Il allait rejoindre Ladislas et le réveiller, lorsqu’une longue lueur éclata tout à coup, et une formidable canonnade déchira l’air. Chacun se leva en sursaut ; on sonnait le boute-selle, les tambours battaient, les cris de commandement retentissaient partout à la fois. Au milieu du tumulte, la bande des bohémiens apparut en désordre, chassant en grande hâte ses maigres chevaux et ses chèvres. Mezaamet courut à George : — Ce sont les impériaux et les Russes, dit-elle ; venez avec nous, nous vous cacherons.
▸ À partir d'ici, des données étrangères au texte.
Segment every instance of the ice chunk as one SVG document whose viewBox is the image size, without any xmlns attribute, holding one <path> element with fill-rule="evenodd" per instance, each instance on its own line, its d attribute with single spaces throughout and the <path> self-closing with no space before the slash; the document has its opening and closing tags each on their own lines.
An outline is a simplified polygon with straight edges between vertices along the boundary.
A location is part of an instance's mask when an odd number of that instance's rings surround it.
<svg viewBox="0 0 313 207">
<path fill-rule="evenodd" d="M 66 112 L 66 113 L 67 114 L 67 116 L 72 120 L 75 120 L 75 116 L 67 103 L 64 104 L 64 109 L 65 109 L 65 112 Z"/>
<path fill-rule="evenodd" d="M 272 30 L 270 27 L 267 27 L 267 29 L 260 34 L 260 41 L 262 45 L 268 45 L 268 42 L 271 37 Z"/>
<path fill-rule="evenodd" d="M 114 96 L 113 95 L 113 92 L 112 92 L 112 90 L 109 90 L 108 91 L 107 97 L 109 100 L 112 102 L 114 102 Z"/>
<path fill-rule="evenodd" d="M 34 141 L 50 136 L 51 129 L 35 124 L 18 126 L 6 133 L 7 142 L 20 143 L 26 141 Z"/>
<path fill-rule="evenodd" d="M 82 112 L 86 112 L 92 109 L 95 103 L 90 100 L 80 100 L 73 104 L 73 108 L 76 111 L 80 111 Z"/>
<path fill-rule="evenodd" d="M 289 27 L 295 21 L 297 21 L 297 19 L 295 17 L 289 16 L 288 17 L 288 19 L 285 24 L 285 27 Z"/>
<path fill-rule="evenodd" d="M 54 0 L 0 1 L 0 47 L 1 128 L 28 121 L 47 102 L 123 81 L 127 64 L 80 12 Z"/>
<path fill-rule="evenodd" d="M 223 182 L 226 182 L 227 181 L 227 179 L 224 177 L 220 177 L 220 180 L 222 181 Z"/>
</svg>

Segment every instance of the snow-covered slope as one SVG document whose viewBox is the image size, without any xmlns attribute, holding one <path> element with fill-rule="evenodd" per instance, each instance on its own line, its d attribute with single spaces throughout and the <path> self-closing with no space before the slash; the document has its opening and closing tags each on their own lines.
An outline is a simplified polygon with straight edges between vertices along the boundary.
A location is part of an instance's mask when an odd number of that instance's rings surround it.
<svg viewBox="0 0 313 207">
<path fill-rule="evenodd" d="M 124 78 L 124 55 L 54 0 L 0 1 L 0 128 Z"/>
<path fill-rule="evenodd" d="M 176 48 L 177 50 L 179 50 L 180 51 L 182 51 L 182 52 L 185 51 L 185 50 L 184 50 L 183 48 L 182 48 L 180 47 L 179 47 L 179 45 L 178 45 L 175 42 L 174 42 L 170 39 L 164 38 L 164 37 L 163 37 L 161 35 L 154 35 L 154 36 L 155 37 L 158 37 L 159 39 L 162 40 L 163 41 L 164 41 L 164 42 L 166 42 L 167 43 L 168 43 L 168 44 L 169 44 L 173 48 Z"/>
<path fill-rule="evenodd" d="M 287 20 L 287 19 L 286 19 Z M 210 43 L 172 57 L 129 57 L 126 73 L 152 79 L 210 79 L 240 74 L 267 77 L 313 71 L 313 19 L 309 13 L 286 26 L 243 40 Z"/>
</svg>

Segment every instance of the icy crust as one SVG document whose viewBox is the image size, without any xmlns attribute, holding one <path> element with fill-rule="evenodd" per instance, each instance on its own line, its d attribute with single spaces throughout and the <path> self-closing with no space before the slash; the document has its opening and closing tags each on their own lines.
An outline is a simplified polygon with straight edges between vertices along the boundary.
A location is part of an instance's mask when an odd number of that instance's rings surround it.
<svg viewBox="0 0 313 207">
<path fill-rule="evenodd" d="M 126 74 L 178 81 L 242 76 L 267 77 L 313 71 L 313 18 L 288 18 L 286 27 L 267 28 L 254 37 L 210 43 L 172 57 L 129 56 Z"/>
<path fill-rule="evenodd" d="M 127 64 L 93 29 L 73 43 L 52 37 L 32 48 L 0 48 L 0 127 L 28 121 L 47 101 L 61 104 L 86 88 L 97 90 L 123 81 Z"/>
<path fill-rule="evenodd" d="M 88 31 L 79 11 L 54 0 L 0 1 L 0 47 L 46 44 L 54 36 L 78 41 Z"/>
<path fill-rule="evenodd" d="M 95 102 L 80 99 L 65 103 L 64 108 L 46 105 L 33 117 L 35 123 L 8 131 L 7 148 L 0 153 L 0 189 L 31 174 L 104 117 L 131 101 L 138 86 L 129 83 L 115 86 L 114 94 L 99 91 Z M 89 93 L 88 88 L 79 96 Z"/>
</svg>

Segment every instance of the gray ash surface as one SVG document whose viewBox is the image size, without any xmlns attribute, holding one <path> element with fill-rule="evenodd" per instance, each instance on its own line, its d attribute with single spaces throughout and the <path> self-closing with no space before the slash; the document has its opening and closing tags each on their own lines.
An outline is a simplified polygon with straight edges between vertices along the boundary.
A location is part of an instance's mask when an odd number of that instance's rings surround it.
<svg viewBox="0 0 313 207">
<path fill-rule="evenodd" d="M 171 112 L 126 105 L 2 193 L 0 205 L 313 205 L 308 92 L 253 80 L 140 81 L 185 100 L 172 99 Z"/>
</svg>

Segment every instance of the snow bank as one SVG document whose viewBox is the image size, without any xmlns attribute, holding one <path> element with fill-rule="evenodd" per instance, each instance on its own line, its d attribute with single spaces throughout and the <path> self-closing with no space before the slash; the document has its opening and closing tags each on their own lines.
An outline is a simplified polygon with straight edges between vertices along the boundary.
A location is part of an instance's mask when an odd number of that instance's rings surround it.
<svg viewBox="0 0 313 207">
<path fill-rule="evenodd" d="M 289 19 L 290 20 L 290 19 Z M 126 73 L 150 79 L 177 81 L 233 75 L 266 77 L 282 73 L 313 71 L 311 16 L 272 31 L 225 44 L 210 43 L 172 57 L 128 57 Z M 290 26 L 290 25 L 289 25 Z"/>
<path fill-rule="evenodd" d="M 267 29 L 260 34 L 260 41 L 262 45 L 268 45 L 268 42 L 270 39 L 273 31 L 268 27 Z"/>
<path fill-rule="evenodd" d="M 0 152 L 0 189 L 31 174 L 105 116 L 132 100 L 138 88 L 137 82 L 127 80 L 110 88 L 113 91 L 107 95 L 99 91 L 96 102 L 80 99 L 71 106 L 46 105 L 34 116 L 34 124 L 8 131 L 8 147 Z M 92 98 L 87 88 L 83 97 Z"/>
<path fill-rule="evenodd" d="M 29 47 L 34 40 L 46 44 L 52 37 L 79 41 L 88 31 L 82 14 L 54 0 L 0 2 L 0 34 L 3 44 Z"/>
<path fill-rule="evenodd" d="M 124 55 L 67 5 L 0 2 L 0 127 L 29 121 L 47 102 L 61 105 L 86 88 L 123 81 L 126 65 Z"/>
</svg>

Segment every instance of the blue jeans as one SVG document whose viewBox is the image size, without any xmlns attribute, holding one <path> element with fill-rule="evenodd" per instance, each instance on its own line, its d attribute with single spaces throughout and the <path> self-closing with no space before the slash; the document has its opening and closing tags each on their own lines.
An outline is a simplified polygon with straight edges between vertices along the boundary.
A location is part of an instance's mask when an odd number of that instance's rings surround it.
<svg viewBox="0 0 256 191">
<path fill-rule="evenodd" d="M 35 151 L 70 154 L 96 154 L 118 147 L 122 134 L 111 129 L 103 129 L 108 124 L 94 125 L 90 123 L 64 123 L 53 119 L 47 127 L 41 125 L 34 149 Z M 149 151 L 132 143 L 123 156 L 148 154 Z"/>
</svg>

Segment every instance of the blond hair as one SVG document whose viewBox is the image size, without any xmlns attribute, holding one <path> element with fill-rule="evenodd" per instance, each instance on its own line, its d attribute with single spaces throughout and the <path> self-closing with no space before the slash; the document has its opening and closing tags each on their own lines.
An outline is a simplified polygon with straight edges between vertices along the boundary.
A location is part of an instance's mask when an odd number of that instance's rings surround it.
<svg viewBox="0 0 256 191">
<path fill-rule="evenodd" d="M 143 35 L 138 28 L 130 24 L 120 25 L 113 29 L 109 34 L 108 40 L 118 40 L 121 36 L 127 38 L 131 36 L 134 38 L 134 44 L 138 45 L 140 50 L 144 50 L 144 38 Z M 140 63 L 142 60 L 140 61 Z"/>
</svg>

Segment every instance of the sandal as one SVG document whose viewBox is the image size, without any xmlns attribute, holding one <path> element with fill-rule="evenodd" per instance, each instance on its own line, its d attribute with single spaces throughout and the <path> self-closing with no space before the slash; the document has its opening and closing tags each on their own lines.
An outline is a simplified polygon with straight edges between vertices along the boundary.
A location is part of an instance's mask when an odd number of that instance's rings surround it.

George, effroyablement pâle, regarda autour de lui ; il aperçut Ladislas, qui, tout en ceignant son sabre, lui faisait un signe de la tête comme pour lui dire : « Me voilà ! »

— Va-t’en, démon ! cria George à Mezaamet en la repoussant.

La petite bohémienne revint vers lui, prit sa main avec une soumission d’esclave, y posa ses lèvres et se mit à courir pour rejoindre les zingari, qui s’éloignaient rapidement.